The School of Law at the University of Westminster is going beyond the usual diet of black letter law, having introduced a new module, 2'1st Century Law Practice in the UK', which will meet the approval of final speaker Professor Richard Susskind.  Professor Susskind has argued for many years, most recently in 'Tomorrow's Lawyers', that legal educators have a duty to prepare aspiring lawyers to the world as it is now and is fast becoming rather than the practices that will soon die out.

Judging by the quality not only of many of the student presenters, but also their sharp and delightful contemporaries attending in support, the University should be proud of what it is achieving.

Presenters hailed from the USA, UK and France.  It struck me that the USA/UK split in particular is between a huge amount of research and knowledge in the former and the emergence of practical solutions in the latter (albeit nothing like as rapidly as it could be).  The fact that this is nothing more than a generalisation is proved by the amazing creation of Don Philbin, 'Picture It Settled', which predicts settlement parameters in negotiations with remarkable accuracy, the event showed just what could be done when marrying these two strands together.

Congratulations to Dan Katz and Renee Knake of the Reinvent Law Laboratory at Michigan State University for putting on such a stimulating event.

Wednesday, 12 June 2013

Lawyers need more money (apparently)

I was somewhat taken aback this week to read an article by John Grimley entitled "Why ReinventLaw needs reinventing".  In commenting on the ReinventLaw event to take place in London on Friday 14 June, the author was suggesting that whilst innovative use of technology is all very well, it's really not as important as business development and growing law firm revenue.  To quote:

"While I strongly believe in technological innovation in legal services – I believe it’s grossly overemphasized when one considers what law firms need most: Solutions focused on more effectively generating new law firm revenue."

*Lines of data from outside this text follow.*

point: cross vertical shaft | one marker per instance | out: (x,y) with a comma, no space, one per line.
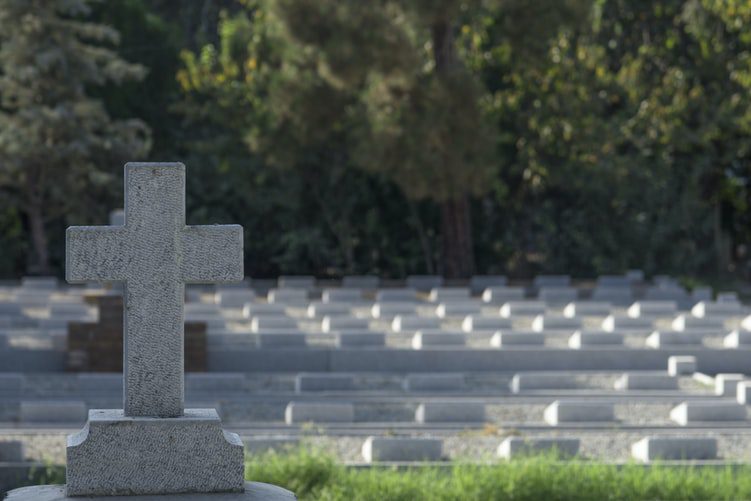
(155,254)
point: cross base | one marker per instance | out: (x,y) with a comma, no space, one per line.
(254,491)
(117,455)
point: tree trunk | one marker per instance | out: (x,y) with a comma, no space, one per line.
(40,264)
(458,260)
(456,235)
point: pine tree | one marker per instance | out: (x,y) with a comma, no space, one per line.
(58,143)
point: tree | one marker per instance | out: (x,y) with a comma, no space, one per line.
(58,146)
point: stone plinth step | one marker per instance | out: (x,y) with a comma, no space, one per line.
(674,448)
(319,412)
(437,339)
(542,381)
(53,411)
(434,382)
(726,384)
(400,449)
(646,381)
(527,446)
(323,382)
(679,365)
(407,323)
(450,412)
(475,323)
(578,411)
(505,339)
(699,412)
(593,339)
(360,339)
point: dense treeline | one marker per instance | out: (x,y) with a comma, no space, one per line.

A mild Twitter Spat (I feel an acronym coming on) followed, in which Mr Grimley maintained that what is needed most is revenue.  Quite apart from the fact that the principal purpose of the ReinventLaw conference is to explore how technology is bringing great change to the way law is and will be practised and is not therefore an appropriate forum to discuss business development any more than it is to muse over the latest trends in trust law, the argument spectacularly misses the point.  I am, however, grateful to Mr Grimley for demonstrating a substantial body of opinion (or at least hope) that the double, or triple, or bouncing or somersaulting cat recession will eventually go away and we can all get back to making lots of money again.

This wishful thinking does not stand up to much scrutiny.  Technological change has barely begun and we either embrace and work with what is happening or we subside into Canute-like irrelevance.  Come to ReinventLaw on Friday and hear how all around us those binary numbers are eating into what has been a lavish lunch for centuries.  Clients will increasingly be offered new, less labour-intensive, more responsive and intuitive and, sorry Mr G, far less expensive ways of handling their legal affairs.  In many instances, no human interaction will be required.

There might be short term gains to be had from milking the status quo, but those who change the way we work will be the ultimate winners, alongside the benefitting clients that is, for they are supposed to be the reason we as lawyers exist.

Thursday, 28 March 2013

Unbundling gathers pace

Following my recent blog on unbundling legal services (or rebundling as Professor Stephen Mayson prefers to call it), I'm seeing many examples of the concept emerging into the market, including http://lawyersupportedmediation.org.uk/, http://www.evident-legal.com/ and http://www.absolutebarrister.com/.  Some law firms are getting their act together too, with a client firm of mine recently asking me to write workflows for 'supported divorce' and 'kick start' divorce packages.

This may well turn out to be the most disruptive and lasting impact on the legal market and one which will take hold quite firmly over the next 12 months.  Watch out in particular for initiatives from this site, all of which will be available on a white label basis.